# Smith & Edwards



## Fowlmouth (Oct 4, 2008)

Looks like the Smith & Edwards is now open in West Jordan. Anyone been in there yet?


----------



## Catherder (Aug 2, 2008)

Does it have a yard full of old junk like the original one used to have?


----------



## muddydogs (Oct 7, 2007)

Smith & Edwards is kind of a disappointment anymore, all cleaned up and nothing cool left. Even there surplus hardly has any surplus stuff worth a darn and the prices on sporting goods aren't very good when you consider Sportsman's is cheaper.


----------



## Clarq (Jul 21, 2011)

I was in the neighborhood today, so I swung by for a quick look. I thought it was cool. Kind of like Cal-Ranch on steroids. It's a big store. There were things there I could have definitely spent my money on, if I had any. 

Not sure how it compares to their other store, though.


----------



## Loke (Sep 7, 2007)

Do they have real black powder there?


----------



## Cooky (Apr 25, 2011)

Loke said:


> Do they have real black powder there?


Does Gunnies still stock real black?


----------



## Loke (Sep 7, 2007)

Cooky said:


> Does Gunnies still stock real black?


Yup


----------



## hulk (Oct 6, 2016)

Loke said:


> Cooky said:
> 
> 
> > Does Gunnies still stock real black?
> ...


I called them last year and was told they don't have real black powder, just pyrodex, etc. But maybe I just got a sales guy who didn't know?


----------



## Loke (Sep 7, 2007)

Maybe you called while we were in the process of getting our black powder license renewed and the new ATF agent wanted a "better" powder magazine. I guess the old one that was fine for the last 20 years or so suddenly didn't work.


----------



## hulk (Oct 6, 2016)

Loke said:


> Maybe you called while we were in the process of getting our black powder license renewed and the new ATF agent wanted a "better" powder magazine. I guess the old one that was fine for the last 20 years or so suddenly didn't work.


Sounds like you work at Gunnies? And can confirm that they carry real black powder? I definitely could use more. I had to buy from Graf's in Missouri and pay a hazmat fee last year...


----------



## Loke (Sep 7, 2007)

Yes, Gunnies carries real black powder. I'm not sure what is in stock right now, this time of year it is in high demand.


----------



## hulk (Oct 6, 2016)

Fowlmouth said:


> Looks like the Smith & Edwards is now open in West Jordan. Anyone been in there yet?

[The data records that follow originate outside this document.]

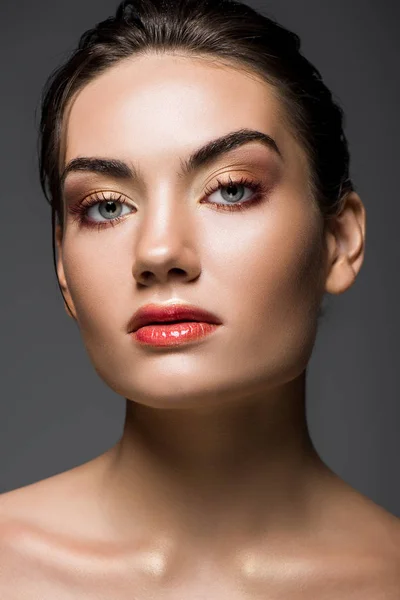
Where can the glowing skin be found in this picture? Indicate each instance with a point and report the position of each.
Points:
(215, 488)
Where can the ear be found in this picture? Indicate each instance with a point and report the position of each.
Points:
(61, 275)
(345, 239)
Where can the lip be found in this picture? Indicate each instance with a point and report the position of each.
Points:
(165, 313)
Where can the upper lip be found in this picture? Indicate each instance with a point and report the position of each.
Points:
(163, 313)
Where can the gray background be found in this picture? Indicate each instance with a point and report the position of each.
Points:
(55, 412)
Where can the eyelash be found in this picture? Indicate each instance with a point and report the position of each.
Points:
(258, 188)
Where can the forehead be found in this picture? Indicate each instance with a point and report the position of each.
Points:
(157, 107)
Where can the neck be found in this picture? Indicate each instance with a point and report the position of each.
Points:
(234, 469)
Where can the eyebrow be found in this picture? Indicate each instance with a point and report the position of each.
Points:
(208, 153)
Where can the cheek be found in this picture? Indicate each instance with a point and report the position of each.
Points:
(270, 285)
(96, 277)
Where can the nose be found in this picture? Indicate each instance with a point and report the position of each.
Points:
(165, 249)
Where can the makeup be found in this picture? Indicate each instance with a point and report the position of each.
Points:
(173, 334)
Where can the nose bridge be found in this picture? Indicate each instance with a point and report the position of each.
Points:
(165, 237)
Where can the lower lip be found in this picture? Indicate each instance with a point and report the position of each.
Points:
(173, 334)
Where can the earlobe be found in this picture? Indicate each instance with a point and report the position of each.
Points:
(346, 245)
(68, 303)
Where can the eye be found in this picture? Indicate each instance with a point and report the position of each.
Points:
(108, 209)
(233, 193)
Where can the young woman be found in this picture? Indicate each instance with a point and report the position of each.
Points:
(198, 176)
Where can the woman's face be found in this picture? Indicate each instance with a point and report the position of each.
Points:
(259, 270)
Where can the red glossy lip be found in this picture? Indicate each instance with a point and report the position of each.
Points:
(158, 313)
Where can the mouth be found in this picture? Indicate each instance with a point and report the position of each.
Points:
(170, 314)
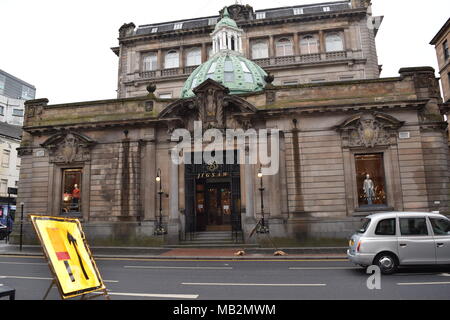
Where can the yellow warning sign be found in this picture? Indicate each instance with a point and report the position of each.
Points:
(68, 255)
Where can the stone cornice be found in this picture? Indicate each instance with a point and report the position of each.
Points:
(406, 104)
(362, 12)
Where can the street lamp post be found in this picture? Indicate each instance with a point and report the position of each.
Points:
(263, 228)
(21, 224)
(160, 229)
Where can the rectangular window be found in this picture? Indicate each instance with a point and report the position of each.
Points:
(370, 180)
(5, 158)
(18, 112)
(446, 52)
(386, 228)
(441, 227)
(72, 192)
(260, 15)
(212, 21)
(413, 227)
(165, 96)
(150, 62)
(27, 93)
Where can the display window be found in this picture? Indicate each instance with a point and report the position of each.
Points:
(370, 180)
(72, 193)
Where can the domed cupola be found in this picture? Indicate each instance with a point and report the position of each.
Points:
(227, 65)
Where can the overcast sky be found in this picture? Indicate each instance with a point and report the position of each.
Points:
(62, 47)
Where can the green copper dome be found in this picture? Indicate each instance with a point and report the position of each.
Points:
(226, 21)
(230, 69)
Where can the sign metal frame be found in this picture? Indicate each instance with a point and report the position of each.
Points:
(80, 245)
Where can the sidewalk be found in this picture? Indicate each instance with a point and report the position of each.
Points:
(193, 253)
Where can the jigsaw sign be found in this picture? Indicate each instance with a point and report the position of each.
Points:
(68, 255)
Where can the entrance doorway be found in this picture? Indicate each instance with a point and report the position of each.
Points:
(213, 197)
(213, 205)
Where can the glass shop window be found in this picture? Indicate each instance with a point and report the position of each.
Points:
(71, 191)
(370, 180)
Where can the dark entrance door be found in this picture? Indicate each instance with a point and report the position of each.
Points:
(213, 205)
(213, 197)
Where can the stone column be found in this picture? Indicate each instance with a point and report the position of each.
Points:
(274, 194)
(249, 221)
(296, 45)
(174, 213)
(149, 194)
(322, 48)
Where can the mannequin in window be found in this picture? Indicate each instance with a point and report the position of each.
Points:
(368, 188)
(76, 197)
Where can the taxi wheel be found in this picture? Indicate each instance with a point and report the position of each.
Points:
(387, 263)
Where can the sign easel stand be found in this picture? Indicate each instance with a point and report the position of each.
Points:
(255, 229)
(86, 296)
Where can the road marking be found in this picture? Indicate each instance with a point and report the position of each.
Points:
(196, 260)
(41, 278)
(221, 260)
(155, 295)
(33, 263)
(255, 284)
(422, 283)
(324, 268)
(191, 268)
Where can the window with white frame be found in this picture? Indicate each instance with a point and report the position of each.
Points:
(228, 70)
(309, 45)
(212, 21)
(2, 83)
(333, 42)
(27, 93)
(446, 52)
(260, 50)
(150, 62)
(171, 60)
(260, 15)
(194, 57)
(284, 47)
(3, 186)
(165, 95)
(18, 112)
(6, 155)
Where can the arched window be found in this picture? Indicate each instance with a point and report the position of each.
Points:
(260, 50)
(149, 62)
(333, 42)
(309, 45)
(194, 57)
(284, 47)
(172, 60)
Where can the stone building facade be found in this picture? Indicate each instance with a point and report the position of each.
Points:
(301, 44)
(441, 42)
(344, 149)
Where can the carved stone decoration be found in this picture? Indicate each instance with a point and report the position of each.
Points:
(239, 12)
(368, 130)
(68, 147)
(212, 105)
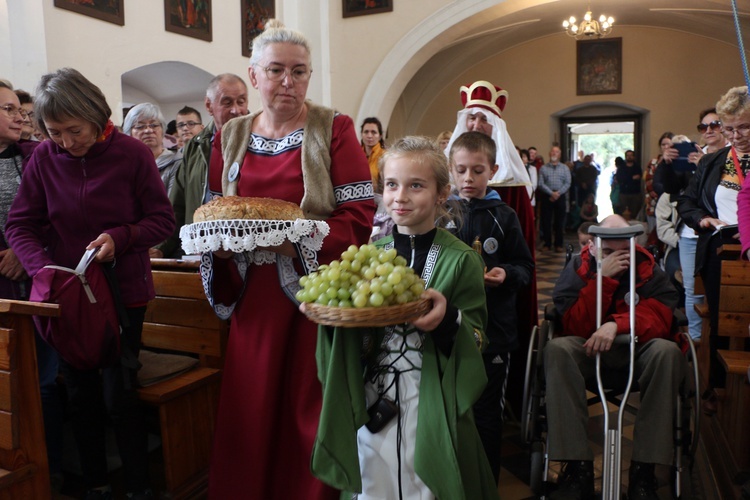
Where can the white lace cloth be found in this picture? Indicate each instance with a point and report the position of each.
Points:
(247, 235)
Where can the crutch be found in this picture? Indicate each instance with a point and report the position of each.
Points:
(611, 467)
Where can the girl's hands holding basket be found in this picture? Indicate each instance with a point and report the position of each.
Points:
(434, 316)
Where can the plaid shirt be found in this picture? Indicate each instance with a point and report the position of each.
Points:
(554, 178)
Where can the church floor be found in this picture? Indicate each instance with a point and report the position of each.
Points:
(514, 477)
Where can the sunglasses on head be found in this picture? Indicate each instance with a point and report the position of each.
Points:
(714, 125)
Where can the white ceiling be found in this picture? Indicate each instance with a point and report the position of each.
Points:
(509, 23)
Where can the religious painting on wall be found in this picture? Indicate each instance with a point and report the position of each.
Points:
(188, 17)
(364, 7)
(106, 10)
(599, 66)
(255, 15)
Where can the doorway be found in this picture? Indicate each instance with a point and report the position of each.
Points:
(605, 138)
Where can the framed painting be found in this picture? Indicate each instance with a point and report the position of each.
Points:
(599, 67)
(363, 7)
(255, 15)
(189, 18)
(106, 10)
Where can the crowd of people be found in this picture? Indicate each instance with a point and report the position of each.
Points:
(459, 208)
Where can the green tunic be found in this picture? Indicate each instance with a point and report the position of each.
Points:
(449, 457)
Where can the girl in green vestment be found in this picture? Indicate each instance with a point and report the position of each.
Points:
(426, 375)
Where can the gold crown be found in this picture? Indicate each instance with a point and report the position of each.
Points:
(483, 94)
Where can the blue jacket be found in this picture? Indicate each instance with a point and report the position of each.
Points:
(496, 225)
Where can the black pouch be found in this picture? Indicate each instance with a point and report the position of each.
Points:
(381, 413)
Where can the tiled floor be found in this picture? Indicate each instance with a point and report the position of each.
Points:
(514, 477)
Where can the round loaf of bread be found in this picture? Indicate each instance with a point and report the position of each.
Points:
(240, 207)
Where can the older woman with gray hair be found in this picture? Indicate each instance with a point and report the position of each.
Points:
(146, 123)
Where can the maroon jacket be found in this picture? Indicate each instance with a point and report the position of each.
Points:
(575, 297)
(65, 202)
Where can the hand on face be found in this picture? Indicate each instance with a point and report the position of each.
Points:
(615, 263)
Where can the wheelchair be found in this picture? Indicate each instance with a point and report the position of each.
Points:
(534, 424)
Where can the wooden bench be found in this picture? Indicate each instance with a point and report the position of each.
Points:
(726, 435)
(24, 472)
(180, 320)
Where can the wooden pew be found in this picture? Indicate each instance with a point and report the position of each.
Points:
(726, 435)
(734, 318)
(24, 472)
(180, 320)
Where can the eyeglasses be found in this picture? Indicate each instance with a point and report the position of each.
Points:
(152, 126)
(13, 111)
(277, 73)
(189, 124)
(742, 130)
(714, 125)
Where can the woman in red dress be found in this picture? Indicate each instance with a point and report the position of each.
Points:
(271, 397)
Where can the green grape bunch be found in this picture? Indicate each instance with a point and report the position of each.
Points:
(365, 276)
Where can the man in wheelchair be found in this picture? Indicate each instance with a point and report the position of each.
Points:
(570, 362)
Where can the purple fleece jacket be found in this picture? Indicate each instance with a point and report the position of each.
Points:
(64, 203)
(12, 289)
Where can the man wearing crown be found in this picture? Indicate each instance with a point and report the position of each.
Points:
(482, 112)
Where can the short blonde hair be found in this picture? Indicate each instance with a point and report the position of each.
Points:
(276, 32)
(65, 94)
(734, 103)
(423, 150)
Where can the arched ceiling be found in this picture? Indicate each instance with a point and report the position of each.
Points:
(475, 37)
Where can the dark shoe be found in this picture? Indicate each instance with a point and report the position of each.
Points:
(99, 494)
(710, 402)
(642, 483)
(576, 482)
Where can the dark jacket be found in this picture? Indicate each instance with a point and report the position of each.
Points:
(624, 176)
(503, 245)
(15, 289)
(575, 298)
(699, 200)
(115, 189)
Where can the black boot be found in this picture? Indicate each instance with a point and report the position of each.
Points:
(642, 482)
(576, 481)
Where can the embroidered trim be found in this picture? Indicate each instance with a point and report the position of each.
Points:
(429, 265)
(357, 191)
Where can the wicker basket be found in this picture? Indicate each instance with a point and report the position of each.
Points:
(367, 316)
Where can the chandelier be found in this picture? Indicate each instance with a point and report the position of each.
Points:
(589, 27)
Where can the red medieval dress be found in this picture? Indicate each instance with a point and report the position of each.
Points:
(270, 395)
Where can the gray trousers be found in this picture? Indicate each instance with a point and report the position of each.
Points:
(659, 370)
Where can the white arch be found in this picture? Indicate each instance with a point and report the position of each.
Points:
(410, 53)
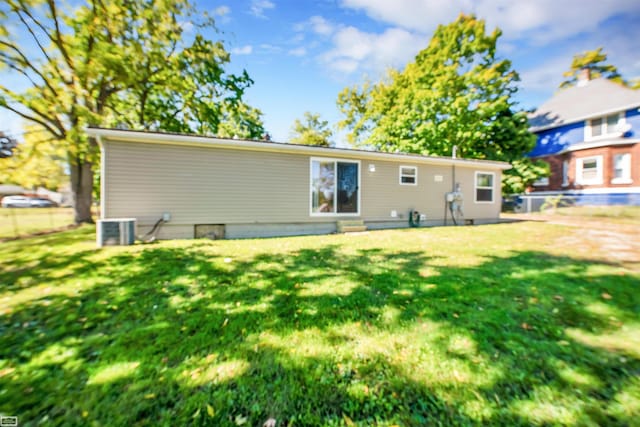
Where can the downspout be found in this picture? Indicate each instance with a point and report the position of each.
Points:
(103, 181)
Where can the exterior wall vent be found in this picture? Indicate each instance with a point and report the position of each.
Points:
(209, 231)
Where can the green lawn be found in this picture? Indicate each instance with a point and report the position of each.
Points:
(514, 324)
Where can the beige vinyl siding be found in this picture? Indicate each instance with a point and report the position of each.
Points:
(213, 185)
(204, 185)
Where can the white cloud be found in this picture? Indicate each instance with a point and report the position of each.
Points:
(540, 21)
(357, 50)
(244, 50)
(299, 51)
(545, 75)
(259, 6)
(321, 26)
(221, 11)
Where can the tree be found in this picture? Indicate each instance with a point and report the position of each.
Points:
(6, 146)
(595, 62)
(38, 161)
(108, 63)
(311, 131)
(455, 93)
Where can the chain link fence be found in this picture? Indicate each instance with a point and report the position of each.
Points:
(20, 222)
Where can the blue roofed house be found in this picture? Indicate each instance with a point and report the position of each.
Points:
(590, 136)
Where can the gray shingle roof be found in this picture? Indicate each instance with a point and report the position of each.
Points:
(596, 98)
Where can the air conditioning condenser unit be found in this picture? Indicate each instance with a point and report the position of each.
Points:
(116, 231)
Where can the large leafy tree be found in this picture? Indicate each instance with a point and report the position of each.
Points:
(312, 130)
(116, 62)
(7, 144)
(38, 161)
(595, 61)
(457, 92)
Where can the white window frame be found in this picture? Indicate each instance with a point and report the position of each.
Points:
(541, 182)
(626, 171)
(606, 133)
(579, 170)
(492, 188)
(335, 193)
(415, 175)
(565, 173)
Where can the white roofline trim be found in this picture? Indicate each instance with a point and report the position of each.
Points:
(587, 117)
(597, 144)
(240, 144)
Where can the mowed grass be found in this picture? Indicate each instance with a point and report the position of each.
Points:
(494, 325)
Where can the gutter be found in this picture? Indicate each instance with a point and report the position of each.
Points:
(582, 118)
(279, 147)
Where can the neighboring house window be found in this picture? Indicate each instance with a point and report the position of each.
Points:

I did stop in to the new Smith and Edwards yesterday... Looks like it is a mix of CAL ranch/IFA and Sportsmans Warehouse. A lot of the shelves are still empty, no product stocked and only about half of what is stocked had price tags yet. So that was kind of weird to me but it is brand new still. Anyway, prices seemed okay. No real black powder in stock which is what I was hoping to see since I had heard the one in Ogden has carried it in the past (I wouldn't know because I haven't been to that one). One annoying thing to me is how they have their lines/checkout set up... there is one line/aisle you walk down with tons of last minuts stuff and then you get called to a cashier, similar to how some retail clothing stores are, Old Navy, Gordmans, etc. My pet peeve with this is that you have old ladies shopping in that last aisle and you just want to reach a cashier but can't get past them. Rant over haha! Anyway, it seems like a store that I will be stopping at often since it is very convenient for me!


----------



## hondodawg (Mar 13, 2013)

Loke said:


> Maybe you called while we were in the process of getting our black powder license renewed and the new ATF agent wanted a "better" powder magazine. I guess the old one that was fine for the last 20 years or so suddenly didn't work.


Any estimate on what it costs to have a magazine built for storage?

Sent from my iPhone using Tapatalk


----------



## Loke (Sep 7, 2007)

hondodawg said:


> Any estimate on what it costs to have a magazine built for storage?
> 
> Sent from my iPhone using Tapatalk


I'm not allowed in on those conversations.


----------